In a televised speech to government ministers, Putin went further than before in acknowledging the pain that Western sanctions were inflicting on the economy, but insisted that Russia could withstand the blow.
There was no sign of any softening in his bitter invective against the West and Ukraine.
“In the foreseeable future, it was possible that the pro-Nazi regime in Kyiv could have got its hands on weapons of mass destruction, and its target, of course, would have been Russia,” Putin said.
Putin has consistently described the democratically elected leaders of Ukraine as neo-Nazis bent on committing genocide against Russian-speakers in the east of the country – a line that the West denounces as baseless war propaganda.

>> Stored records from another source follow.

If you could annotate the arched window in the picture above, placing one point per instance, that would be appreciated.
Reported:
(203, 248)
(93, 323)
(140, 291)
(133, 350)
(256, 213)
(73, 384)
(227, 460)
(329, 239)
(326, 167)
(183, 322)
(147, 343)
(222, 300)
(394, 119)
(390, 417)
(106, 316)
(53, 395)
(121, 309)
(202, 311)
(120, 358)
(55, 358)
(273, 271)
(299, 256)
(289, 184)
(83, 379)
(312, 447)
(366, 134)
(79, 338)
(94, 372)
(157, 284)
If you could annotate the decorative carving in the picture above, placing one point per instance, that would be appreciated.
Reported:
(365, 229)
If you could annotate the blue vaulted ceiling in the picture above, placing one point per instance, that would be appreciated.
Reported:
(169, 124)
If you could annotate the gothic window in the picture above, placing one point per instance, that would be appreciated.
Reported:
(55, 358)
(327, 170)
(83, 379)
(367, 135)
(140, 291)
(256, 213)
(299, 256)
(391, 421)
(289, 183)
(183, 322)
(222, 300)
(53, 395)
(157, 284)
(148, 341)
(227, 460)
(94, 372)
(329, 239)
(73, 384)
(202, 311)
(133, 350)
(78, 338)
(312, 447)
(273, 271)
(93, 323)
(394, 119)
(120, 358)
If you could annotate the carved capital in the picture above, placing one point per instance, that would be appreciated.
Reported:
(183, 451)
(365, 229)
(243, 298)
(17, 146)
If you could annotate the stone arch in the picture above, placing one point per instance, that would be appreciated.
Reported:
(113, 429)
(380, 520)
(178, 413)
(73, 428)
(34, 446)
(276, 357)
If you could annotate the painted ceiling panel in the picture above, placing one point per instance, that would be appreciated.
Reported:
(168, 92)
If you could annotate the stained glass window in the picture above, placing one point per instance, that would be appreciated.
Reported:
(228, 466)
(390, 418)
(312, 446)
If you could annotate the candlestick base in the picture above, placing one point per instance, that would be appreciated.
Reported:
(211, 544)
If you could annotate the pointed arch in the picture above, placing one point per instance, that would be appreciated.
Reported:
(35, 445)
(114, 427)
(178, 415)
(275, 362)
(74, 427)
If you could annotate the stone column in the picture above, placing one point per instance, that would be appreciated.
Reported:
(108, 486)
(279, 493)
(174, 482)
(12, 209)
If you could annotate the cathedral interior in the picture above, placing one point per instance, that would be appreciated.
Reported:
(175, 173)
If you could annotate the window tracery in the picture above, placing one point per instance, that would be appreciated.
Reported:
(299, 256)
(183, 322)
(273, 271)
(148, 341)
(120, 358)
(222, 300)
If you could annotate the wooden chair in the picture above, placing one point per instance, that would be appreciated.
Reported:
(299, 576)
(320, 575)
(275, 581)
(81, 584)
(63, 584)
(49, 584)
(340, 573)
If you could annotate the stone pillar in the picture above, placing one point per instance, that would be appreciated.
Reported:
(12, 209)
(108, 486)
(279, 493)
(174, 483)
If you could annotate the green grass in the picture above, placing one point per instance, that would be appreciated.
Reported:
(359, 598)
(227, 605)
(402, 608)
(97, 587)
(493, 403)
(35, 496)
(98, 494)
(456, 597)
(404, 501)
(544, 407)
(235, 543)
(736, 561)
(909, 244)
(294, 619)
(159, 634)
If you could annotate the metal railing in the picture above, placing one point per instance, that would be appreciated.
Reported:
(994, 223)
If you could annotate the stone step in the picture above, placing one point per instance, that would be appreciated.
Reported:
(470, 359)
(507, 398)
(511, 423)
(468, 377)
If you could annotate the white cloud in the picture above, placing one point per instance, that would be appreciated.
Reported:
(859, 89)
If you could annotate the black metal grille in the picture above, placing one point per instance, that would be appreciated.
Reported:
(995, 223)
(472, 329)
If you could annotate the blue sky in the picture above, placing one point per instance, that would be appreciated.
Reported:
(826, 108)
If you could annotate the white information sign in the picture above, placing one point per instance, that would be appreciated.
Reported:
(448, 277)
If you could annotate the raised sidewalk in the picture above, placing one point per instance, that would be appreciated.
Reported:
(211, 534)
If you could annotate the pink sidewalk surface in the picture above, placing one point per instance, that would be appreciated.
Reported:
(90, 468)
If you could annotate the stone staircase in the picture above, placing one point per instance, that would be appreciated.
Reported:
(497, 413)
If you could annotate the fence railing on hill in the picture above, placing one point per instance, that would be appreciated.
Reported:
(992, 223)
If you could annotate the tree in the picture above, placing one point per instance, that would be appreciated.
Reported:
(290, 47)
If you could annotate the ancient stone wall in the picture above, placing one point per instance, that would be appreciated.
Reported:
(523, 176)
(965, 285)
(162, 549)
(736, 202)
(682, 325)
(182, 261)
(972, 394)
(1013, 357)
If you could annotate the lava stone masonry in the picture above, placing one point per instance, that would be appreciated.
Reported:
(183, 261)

He said Western countries wanted to turn Russia into a “weak dependent country; violate its territorial integrity; to dismember Russia in a way that suits them”.
If the West thought that Russia would break down or back down, “they don’t know our history or our people”, Putin said on the 21st day of the war.
“Behind the hypocritical talk and today’s actions of the so-called collective West are hostile geopolitical goals. They just don’t want a strong and sovereign Russia.”
He said Russia was ready to discuss Ukraine’s neutral status in talks:
“The question of principle for our country and its future – the neutral status of Ukraine, its demilitarisation, and its denazification – we were ready and we are ready to discuss as part of negotiations.”
Ukraine says it is willing to negotiate to end the war but will not surrender or accept Russian ultimatums.
In his most explicit acknowledgment of the pain inflicted by Western sanctions, Putin said inflation and unemployment would rise, and structural changes to the economy would be needed. But he promised support to families with children.
He said the West had in effect declared Russia in default as part of its sanctions over the conflict in Ukraine, but that the conflict had been only a pretext for the West to impose those sanctions.
“The West doesn’t even bother to hide that their aim is to damage the entire Russian economy, every Russian,” Putin said.